Perhaps it is useful to note that if the process git -c filter.lfs.smudge= -c filter.lfs.clean= -c filter.lfs.process= -c filter.lfs.required=false ls-tree -r -l -z --full-tree d6f403e6c7107b39a15e53f970a83ab6ab01765d is invoked separately, it completes without any problem.

@bk2204 I tried to exclude parsing errors of git ls-tree in https://github.com/dfa1/git-lfs/commit/6441a192639034c133e8d3e6c32875def4e2e1b4 (beware: tests are not passing) by simply using a line-by-line approach.

I tested on the same machine as before with no luck: git-lfs is still hanging indefinitely. Please let me know if you need additional information or tests.

Is it possible for you to bisect this issue? I'd really like to know what's causing this issue, and the easiest way to do that would be to have you bisect it (since I presume I don't have access to your repo). If you have questions about this process, I'd be happy to walk you through it.

I think what's happening is that the reading process (the Git LFS process) is getting stuck, causing the git ls-tree process to hang, but I'm not sure why. If a bisection isn't possible, I have a new debug-lfs-hang branch which reverts a commit I think might be the cause that you could try.

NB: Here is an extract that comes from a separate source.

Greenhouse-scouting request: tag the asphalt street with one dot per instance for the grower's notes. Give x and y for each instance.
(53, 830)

I appreciate you patiently working through this with me.

Thanks for your work on this issue - we're experiencing the same issue too.

I've logged #3366 with the result of my bisect (I didn't want to pollute this in case) the issue is not the same underlying failure (although it looks the same).

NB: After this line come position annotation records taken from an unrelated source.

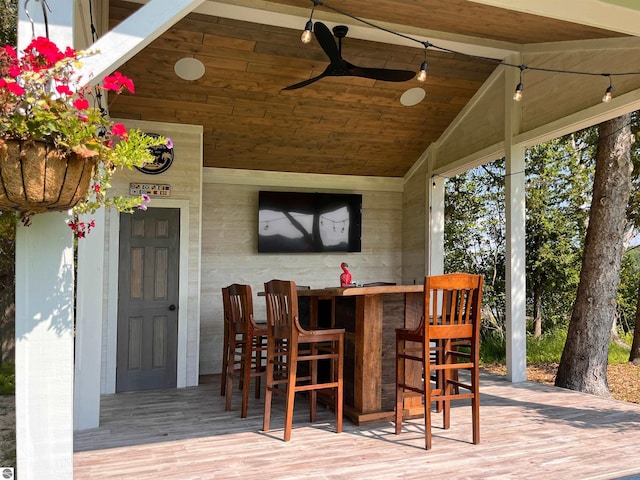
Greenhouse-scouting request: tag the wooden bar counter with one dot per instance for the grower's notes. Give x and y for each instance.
(369, 315)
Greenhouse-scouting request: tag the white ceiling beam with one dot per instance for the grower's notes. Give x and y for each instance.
(594, 13)
(132, 35)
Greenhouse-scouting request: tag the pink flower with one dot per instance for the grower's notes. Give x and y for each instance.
(119, 130)
(14, 71)
(64, 89)
(81, 103)
(11, 51)
(14, 88)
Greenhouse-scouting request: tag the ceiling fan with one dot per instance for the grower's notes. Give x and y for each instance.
(338, 67)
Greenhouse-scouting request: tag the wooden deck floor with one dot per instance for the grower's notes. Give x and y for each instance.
(528, 431)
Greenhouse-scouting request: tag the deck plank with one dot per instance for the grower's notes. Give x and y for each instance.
(528, 431)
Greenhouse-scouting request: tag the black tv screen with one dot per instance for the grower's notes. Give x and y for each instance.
(300, 222)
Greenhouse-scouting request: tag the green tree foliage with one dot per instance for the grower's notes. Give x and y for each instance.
(475, 235)
(558, 190)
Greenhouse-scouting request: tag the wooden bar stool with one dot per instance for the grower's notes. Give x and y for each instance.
(246, 344)
(445, 344)
(290, 345)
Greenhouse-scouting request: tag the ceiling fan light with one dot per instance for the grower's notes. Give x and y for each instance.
(307, 35)
(422, 74)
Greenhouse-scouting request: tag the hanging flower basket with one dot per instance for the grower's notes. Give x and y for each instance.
(36, 178)
(43, 96)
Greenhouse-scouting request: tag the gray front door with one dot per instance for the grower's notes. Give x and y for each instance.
(148, 299)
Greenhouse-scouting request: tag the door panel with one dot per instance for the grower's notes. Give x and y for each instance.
(148, 299)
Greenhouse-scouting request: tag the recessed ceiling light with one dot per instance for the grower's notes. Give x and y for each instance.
(189, 68)
(412, 97)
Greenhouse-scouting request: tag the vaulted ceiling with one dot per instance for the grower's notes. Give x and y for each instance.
(346, 125)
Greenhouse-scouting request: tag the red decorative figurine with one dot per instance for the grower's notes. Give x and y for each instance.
(345, 276)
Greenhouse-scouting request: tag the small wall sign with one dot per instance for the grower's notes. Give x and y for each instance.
(153, 190)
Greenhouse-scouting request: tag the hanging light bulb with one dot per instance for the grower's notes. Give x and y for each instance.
(517, 95)
(307, 35)
(422, 74)
(608, 94)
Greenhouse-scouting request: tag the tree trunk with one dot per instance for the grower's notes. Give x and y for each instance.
(634, 355)
(583, 366)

For us the issue seems to be repository (ie data) dependent (a single repository on a server with about 10 active LFS repos shows errors only on a single repository) - is that consistent with what you have observed?

I think I can reproduce this issue now. If I unpack all of the objects in my test repository and run (ulimit -n 32 && git lfs checkout), I'm able to reproduce a hang, but not if I revert the commit you bisected to in #3366. I'm going to go on the assumption that these are the same issue and then I'll see if my patch for it addresses the issue for you.

I have a new version of my debug-lfs-hang branch (on my fork) that should address this. @dfa1, @whitty, could you test this branch and see if it fixes the issue for you? Note that it pulls in a new version of the gitobj module, which is required for the fix to be effective.

Thanks! I'm, having trouble getting access to the gitobj change (i'm a 100% go noob here so sorry)

Building in the same workspace as I did the bisect I get:

go generate github.com/git-lfs/git-lfs/commands
go: finding github.com/git-lfs/gitobj v1.0.0-20181107174809-4be4f67f60bbb94f22c55c1b9e526dfd11e6e07e
go: github.com/git-lfs/gitobj@v1.0.0-20181107174809-4be4f67f60bbb94f22c55c1b9e526dfd11e6e07e: unknown revision 4be4f67f60bbb94f22c55c1b9e526dfd11e6e07e

I'm assuming the revistion is a git reference, but 4be4f67f60bbb94f22c55c1b9e526dfd11e6e07e doesn't turn up in either bk2204/gitobj or git-lfs/gitobj repositories - is it pushed? Do I need to convince go to look elsewhere.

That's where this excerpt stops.